I spent several years toying with my thoughts on this ridiculous image, so indulge me here on an absurd rant. To me, the Top Dog is McDonalds' corporate voice, and it seems to be saying: "I'm gonna give it to you bitches, as I wish--in front of your kids even." The Bottom Dog perhaps is the stand-in for the consumer, though s/he may be the one being consumed in this case. Bottom Dog has a priceless look on his/her face--one of being inured to abuse. Regardless, the poor dog certainly doesn't look very hungry for another bone. I contend the imagery would've been no less subtle if the dog were taking a piss on the Tricolore. Maybe my logic doesn't hold up under scrutiny.

The Tricolore.
What do the father and son discuss at Chez McDo, anyway? The encroachment of US GMO foods into world markets? The prevailing sentiment among consumers in Europe is that American meats and foods are loaded with hormones, pesticides and genetic modifications that make us angry, agressive and fat. I have no references, but trust me I talked to a lot of people about food. The Europeans don't want to touch our meat imports with a ten-foot pole. We eat like kings in the US, even some of the poorest among us, because we are so efficient at growing food quickly and abundantly. I use the "royal we" not because I is a farmer, but because "we" is supporting the system by our purchasing choices.

What is the "real" cost of food? Starting an unhealthy diet at an early age can lead to premature aging and costly health maintenance. One of the reasons our healthcare system is so fucked up is because the vast majority of us (myself included) don't take much personal ownership about how awful the food is that we jam down our gullets. We are the literal fat geese being force-fed, only we do it to ourselves.
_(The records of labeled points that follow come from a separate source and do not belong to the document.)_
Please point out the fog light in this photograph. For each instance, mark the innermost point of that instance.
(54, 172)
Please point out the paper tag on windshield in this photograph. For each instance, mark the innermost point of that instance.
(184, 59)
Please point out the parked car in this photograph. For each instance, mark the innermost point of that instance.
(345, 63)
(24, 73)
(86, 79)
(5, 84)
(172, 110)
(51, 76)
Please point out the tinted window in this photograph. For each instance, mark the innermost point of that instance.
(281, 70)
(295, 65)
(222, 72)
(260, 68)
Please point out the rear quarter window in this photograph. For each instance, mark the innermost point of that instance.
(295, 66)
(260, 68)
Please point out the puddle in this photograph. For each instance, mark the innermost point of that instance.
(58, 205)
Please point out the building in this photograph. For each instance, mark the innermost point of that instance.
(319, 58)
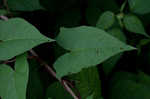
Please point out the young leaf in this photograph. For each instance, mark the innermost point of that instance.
(133, 24)
(13, 83)
(109, 64)
(106, 20)
(24, 5)
(89, 46)
(139, 6)
(18, 36)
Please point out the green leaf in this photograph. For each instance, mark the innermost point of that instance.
(18, 36)
(13, 83)
(57, 91)
(70, 18)
(106, 20)
(24, 5)
(87, 82)
(133, 24)
(109, 64)
(35, 89)
(92, 15)
(139, 6)
(88, 46)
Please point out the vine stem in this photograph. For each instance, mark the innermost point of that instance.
(50, 70)
(3, 17)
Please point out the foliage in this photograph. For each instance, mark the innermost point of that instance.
(74, 49)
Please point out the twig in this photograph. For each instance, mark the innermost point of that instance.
(6, 5)
(50, 70)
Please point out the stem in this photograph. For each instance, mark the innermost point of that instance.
(50, 70)
(123, 6)
(4, 18)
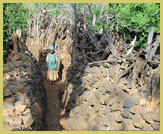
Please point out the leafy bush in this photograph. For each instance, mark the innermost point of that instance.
(14, 17)
(136, 19)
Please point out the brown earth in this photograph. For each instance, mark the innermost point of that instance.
(53, 116)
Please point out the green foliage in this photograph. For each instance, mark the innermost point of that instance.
(14, 17)
(136, 19)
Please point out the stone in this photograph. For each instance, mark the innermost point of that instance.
(142, 101)
(13, 121)
(116, 126)
(7, 77)
(6, 70)
(106, 110)
(138, 121)
(20, 107)
(38, 110)
(78, 123)
(129, 102)
(116, 107)
(27, 120)
(118, 117)
(16, 88)
(156, 125)
(126, 114)
(8, 127)
(147, 126)
(156, 115)
(6, 92)
(127, 124)
(112, 99)
(132, 91)
(26, 111)
(8, 108)
(10, 100)
(154, 103)
(136, 109)
(148, 117)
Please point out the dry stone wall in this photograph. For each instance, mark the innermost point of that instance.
(24, 96)
(97, 102)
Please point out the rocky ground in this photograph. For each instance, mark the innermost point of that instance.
(24, 96)
(97, 101)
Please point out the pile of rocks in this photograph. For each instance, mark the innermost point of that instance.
(96, 101)
(24, 96)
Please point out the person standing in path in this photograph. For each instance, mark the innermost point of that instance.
(52, 60)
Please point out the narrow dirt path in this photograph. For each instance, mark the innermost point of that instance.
(53, 107)
(53, 111)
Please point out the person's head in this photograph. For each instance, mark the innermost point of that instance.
(51, 48)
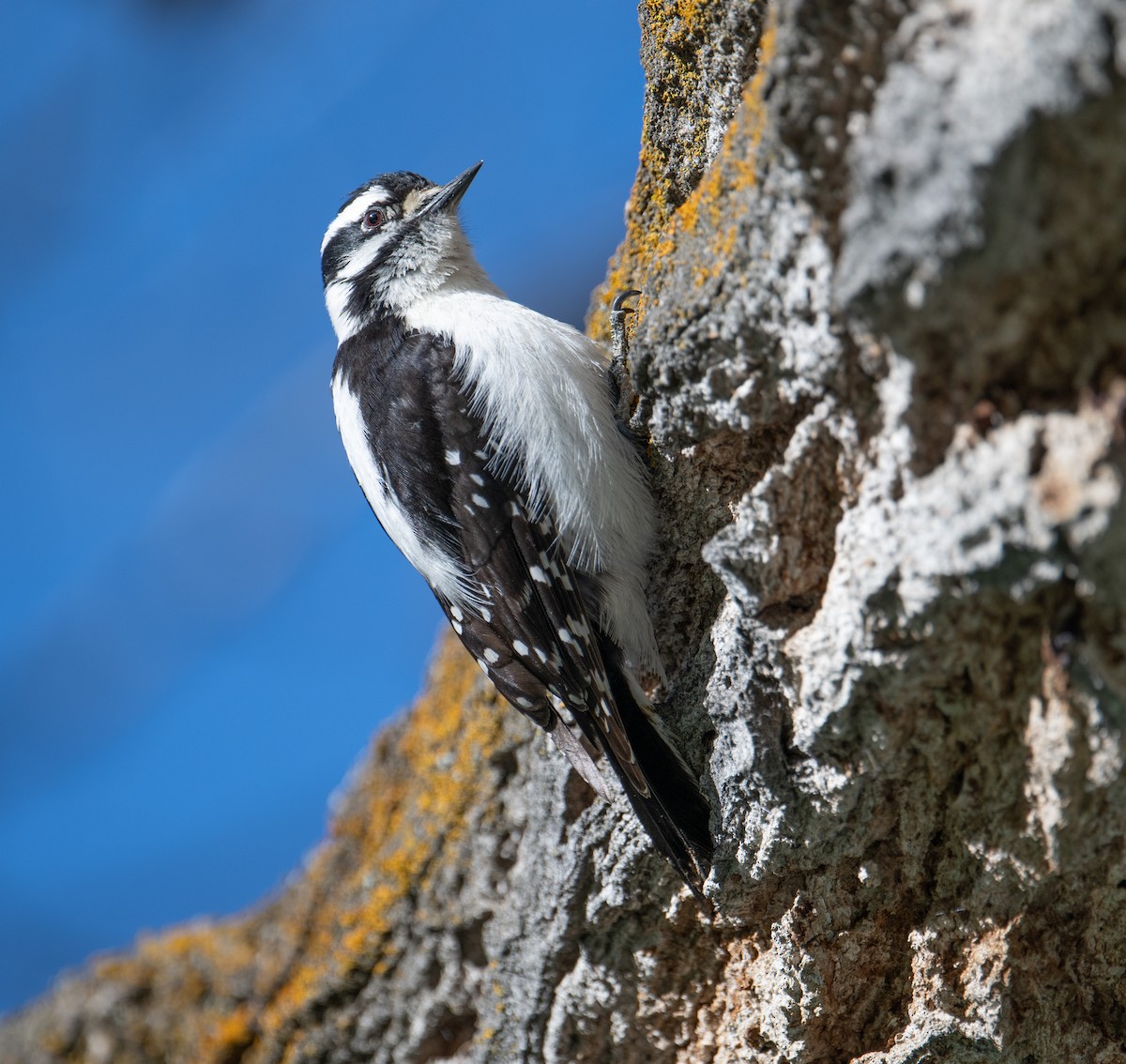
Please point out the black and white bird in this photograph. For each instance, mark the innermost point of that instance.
(484, 437)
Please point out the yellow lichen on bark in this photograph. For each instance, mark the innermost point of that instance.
(398, 828)
(656, 225)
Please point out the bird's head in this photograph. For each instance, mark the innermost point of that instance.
(394, 241)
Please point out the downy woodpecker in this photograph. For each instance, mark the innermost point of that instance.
(485, 440)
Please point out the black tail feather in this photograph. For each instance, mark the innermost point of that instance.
(675, 813)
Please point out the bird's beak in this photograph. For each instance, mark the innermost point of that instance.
(449, 196)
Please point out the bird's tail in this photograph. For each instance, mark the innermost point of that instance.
(667, 798)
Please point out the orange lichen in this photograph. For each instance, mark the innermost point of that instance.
(400, 820)
(654, 224)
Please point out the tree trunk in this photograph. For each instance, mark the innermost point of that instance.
(882, 361)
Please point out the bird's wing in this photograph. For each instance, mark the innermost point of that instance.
(518, 606)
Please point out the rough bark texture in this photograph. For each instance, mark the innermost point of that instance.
(882, 358)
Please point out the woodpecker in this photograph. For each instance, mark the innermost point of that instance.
(485, 439)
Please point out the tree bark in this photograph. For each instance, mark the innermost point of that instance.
(882, 363)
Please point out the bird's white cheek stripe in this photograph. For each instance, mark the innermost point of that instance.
(354, 212)
(336, 299)
(439, 571)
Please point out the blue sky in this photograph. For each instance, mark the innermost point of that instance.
(201, 620)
Instead of our livers being harvested, our disease and disorder are exploited by an industry that only stands to gain by our un-healthiness. (An aside--this is a thoughtful and insightful piece on foie gras was written by a local chef.)

2010 Per Capita Healthcare Spending By Country; source:
These are just ideas mind you; maybe I just needed to rant, and what better target than McDonalds?
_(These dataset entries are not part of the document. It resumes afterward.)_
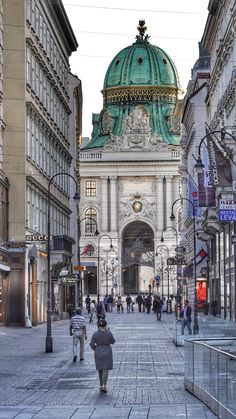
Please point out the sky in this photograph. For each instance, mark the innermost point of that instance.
(104, 28)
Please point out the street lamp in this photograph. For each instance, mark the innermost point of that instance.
(49, 342)
(163, 246)
(112, 262)
(173, 228)
(172, 218)
(96, 233)
(199, 165)
(98, 273)
(162, 274)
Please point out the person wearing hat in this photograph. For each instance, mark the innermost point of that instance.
(101, 344)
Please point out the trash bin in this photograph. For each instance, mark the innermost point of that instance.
(169, 306)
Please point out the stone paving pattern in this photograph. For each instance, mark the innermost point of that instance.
(146, 382)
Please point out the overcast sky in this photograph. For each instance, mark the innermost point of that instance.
(105, 27)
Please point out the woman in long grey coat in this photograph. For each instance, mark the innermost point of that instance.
(101, 344)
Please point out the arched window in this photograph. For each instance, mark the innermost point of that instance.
(90, 222)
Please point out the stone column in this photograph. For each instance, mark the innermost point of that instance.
(104, 214)
(160, 203)
(113, 203)
(169, 198)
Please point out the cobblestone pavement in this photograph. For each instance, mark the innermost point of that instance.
(146, 382)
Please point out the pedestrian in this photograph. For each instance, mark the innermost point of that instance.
(186, 317)
(110, 303)
(159, 304)
(154, 304)
(128, 303)
(139, 301)
(79, 333)
(100, 310)
(105, 302)
(101, 344)
(92, 310)
(88, 303)
(148, 303)
(119, 304)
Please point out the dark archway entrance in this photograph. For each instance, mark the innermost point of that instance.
(137, 258)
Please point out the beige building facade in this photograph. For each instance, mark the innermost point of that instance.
(38, 41)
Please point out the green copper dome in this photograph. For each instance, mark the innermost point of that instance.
(141, 80)
(141, 64)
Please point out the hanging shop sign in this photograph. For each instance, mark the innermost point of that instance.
(227, 210)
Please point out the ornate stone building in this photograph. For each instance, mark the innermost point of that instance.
(38, 41)
(129, 174)
(209, 107)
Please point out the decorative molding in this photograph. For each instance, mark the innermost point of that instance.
(148, 209)
(136, 93)
(137, 135)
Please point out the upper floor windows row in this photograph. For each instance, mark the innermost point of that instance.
(41, 29)
(90, 188)
(45, 152)
(38, 214)
(43, 89)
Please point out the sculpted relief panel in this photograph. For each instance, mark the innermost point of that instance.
(136, 134)
(135, 206)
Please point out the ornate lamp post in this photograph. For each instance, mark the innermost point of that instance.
(107, 270)
(162, 274)
(96, 233)
(163, 246)
(172, 218)
(49, 341)
(98, 273)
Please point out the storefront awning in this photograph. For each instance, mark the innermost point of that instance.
(5, 268)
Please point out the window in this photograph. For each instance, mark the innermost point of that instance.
(90, 188)
(90, 221)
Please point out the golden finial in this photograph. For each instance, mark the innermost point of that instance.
(142, 29)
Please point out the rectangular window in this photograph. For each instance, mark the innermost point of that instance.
(28, 66)
(90, 188)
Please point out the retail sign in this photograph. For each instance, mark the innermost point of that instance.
(227, 215)
(37, 237)
(227, 210)
(79, 268)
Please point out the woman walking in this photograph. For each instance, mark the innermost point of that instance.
(101, 344)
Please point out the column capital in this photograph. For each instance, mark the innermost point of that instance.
(169, 177)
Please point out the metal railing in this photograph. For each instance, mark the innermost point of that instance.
(210, 373)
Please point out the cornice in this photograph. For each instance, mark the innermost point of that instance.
(136, 93)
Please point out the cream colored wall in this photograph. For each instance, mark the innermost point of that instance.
(14, 113)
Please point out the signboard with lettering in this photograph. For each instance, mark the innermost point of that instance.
(79, 268)
(37, 237)
(227, 210)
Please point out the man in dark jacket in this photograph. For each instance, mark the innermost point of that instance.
(139, 301)
(159, 304)
(186, 317)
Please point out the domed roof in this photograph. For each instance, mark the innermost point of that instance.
(141, 64)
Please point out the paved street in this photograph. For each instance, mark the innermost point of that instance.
(146, 382)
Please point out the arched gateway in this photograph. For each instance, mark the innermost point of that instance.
(137, 258)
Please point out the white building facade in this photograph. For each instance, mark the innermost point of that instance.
(129, 176)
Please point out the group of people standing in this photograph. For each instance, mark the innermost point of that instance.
(102, 339)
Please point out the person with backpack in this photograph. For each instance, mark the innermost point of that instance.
(119, 304)
(128, 303)
(100, 311)
(158, 304)
(101, 344)
(139, 301)
(88, 303)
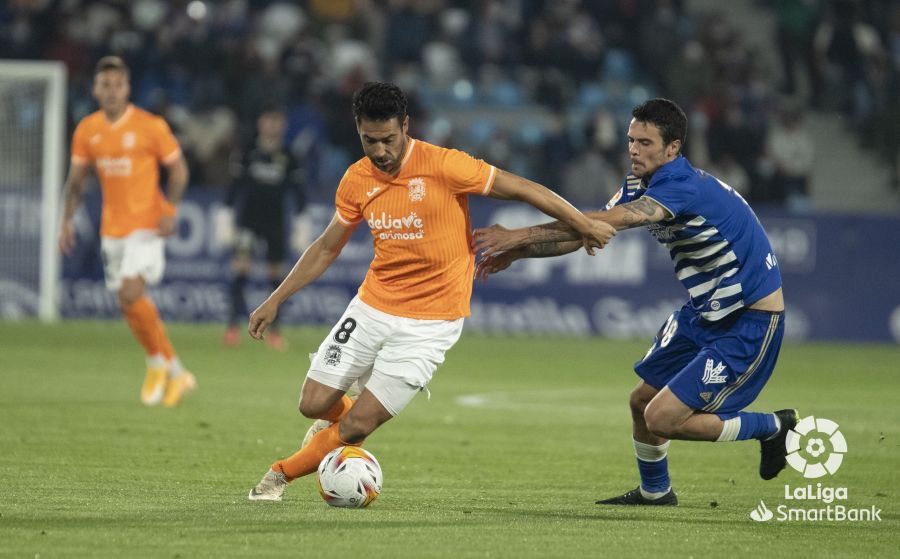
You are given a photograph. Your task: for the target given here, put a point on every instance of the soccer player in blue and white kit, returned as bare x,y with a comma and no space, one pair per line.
713,356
I'm almost ashamed to admit that among countless street crepes and the occasional bistro dinner, one of my happiest meals in Paris was at Chez McDo on the Champs-Élysées, where I ordered a cheeseburger and milkshake with the pocket change from buying a metro pass. It reminded me of home. All the good things. And the bathroom was clean, the Coke was cold, and "Jenny on the Block" was playing on the radio. Half of the customers were families with little kids; mostly happy and preoccupied, some pushing little toys around on the table, oblivious of the food in front of them.

(revised 3/2012)

If you're interested in further reading on my time in Paris, visit my other blog.


  1. Back in '92, when I arrived in Madrid at 6pm, starving, the only place open at that time of day was, you guessed it, Mickey Ds. My older sis & I descended on it like dogs on a bone (^_~), thrilled we could also order wine w/ our Macs.
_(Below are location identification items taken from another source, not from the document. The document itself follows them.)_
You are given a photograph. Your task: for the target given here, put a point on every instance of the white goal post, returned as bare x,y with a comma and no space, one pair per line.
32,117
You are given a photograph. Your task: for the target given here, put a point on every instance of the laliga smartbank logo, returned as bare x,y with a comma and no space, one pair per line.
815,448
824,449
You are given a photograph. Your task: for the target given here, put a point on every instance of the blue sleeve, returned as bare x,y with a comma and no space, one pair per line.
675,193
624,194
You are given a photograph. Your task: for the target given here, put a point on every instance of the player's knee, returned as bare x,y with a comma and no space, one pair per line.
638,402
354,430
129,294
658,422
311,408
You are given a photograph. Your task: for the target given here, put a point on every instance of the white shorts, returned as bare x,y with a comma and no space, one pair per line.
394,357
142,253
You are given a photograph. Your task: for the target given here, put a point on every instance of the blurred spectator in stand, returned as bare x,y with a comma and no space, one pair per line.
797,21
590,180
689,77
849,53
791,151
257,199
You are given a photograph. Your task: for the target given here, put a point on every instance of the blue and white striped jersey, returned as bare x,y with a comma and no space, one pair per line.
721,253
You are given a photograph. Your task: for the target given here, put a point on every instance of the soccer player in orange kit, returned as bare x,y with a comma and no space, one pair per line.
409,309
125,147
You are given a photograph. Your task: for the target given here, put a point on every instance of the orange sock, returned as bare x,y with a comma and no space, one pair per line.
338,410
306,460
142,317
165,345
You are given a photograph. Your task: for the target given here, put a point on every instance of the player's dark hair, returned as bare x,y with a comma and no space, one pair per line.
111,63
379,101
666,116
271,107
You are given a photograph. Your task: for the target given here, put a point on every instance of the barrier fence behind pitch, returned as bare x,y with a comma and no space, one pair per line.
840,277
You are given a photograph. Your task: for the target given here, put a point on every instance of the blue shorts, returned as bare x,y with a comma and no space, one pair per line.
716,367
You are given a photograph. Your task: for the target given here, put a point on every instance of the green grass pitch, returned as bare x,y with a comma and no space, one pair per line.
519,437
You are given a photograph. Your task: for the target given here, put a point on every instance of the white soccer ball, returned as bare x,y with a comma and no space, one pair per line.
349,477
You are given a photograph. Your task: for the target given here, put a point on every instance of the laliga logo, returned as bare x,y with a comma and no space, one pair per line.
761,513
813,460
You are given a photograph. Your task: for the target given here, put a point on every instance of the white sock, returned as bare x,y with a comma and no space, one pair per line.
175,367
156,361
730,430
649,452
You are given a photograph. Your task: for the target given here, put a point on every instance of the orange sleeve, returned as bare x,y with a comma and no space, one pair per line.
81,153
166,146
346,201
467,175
    One of the best burgers I've ever eaten, BTW.

    A necessary evil...perhaps. I didn't think so at the time.

    We of course ventured out into wonderful other restaurants throughout the city and other areas over the course of our week there. Indeed, the best chicken I've even eaten (to this day) we consumed just a block or two from there a few nights later at a Cafeteria'. Amazing.

  2. That ad is hilarious, and on that note, I'm glad that, although I do have children, we don't do the fast food thing because we are vegetarians. We used to go to BK because they had a mac'n'cheese kid's meal, but they discontinued that.

    I, too, went to McD's in Paris -- just because. I think I got the fries and a beer. I mean, sometimes something familiar is necessary when you're a 21 year old American college student! (which I was back then).

    thanks for the laugh.

  3. Anonymous4/19/2011

    This made me laugh out loud! Thanks for writing such fun, witty pieces.